What this stack actually looks like
- Base model: Gemma 4 E2B (gemma-4-e2b-it), bf16, language_model component only — vision and audio towers frozen and unused
- LoRA config: rank 32, alpha 64, attached to text decoder q/k/v/o + gate_proj/up_proj/down_proj
- Frameworks: Hugging Face transformers + PEFT + TRL
- Retrieval: sentence-transformers, with confidence gate routing per query
- Hardware: M-series Mac, ~30 sec per query
- Adapter: ~5,000 training examples (modest)
Bottom line
The fine-tuned adapter is a narrow specialist. The intelligence is in the pretrained base. The retrieval layer decides which to trust.
Every output is a sample from a probability distribution. Every prompt and every fine-tune just shapes that distribution. You don't teach models to reason; you condition statistics and put guards around the edges.

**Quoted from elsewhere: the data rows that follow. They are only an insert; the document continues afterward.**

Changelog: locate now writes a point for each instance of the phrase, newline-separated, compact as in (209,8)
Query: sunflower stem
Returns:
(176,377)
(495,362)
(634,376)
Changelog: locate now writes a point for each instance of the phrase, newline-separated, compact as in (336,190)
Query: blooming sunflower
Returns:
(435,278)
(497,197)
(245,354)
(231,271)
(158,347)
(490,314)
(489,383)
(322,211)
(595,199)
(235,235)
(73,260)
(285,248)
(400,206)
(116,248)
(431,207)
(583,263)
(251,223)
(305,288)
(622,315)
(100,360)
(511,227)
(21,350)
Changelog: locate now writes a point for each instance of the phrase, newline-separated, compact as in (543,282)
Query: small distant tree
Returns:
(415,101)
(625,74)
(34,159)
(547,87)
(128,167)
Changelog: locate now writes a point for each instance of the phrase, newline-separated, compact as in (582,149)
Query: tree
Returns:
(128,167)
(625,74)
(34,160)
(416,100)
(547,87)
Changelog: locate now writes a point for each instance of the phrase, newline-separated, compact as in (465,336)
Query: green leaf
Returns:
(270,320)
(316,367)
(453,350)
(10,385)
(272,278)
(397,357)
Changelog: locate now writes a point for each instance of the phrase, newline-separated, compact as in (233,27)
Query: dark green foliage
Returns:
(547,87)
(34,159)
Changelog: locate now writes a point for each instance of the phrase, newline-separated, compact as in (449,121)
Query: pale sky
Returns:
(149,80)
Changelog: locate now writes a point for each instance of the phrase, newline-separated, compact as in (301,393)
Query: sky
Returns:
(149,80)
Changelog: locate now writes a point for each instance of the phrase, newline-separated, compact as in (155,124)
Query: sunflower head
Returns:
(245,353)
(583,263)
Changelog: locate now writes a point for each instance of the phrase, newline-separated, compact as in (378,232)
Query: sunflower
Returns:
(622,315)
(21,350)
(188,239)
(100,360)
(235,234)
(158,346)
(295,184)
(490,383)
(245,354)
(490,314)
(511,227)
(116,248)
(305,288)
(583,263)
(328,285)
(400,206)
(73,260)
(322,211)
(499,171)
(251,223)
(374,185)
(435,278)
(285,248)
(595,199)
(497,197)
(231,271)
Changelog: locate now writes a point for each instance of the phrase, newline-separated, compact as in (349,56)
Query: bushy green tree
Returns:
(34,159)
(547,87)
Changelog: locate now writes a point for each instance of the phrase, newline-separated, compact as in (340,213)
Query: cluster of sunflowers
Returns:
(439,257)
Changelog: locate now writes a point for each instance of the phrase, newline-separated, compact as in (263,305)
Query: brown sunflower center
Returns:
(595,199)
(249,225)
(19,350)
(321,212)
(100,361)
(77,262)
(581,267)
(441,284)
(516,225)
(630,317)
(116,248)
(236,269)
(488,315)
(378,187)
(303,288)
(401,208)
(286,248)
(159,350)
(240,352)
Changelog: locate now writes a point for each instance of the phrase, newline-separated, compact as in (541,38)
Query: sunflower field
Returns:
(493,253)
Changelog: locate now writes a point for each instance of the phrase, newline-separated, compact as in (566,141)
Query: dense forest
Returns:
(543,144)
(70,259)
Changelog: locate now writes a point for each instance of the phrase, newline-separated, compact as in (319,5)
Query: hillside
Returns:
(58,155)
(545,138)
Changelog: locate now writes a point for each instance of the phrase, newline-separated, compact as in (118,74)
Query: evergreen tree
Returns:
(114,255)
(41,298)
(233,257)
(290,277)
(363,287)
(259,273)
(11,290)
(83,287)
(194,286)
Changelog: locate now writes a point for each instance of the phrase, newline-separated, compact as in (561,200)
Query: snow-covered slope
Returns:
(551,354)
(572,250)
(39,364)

Karpathy's been saying this for years. Building this project made it concrete. Everything downstream of that insight became obvious. Everything upstream of it felt like magic.
Open questions
Would the same three lessons hold at larger scale (70B+) where pretraining dominance is even stronger?
Does the retrieval-confidence gating threshold transfer across model families, or is it model-specific?
How much of the +22pt prompt-conditioning effect is recoverable through better fine-tuning data alone?
What's the right way to detect 'context the model shouldn't trust' before generation, not after?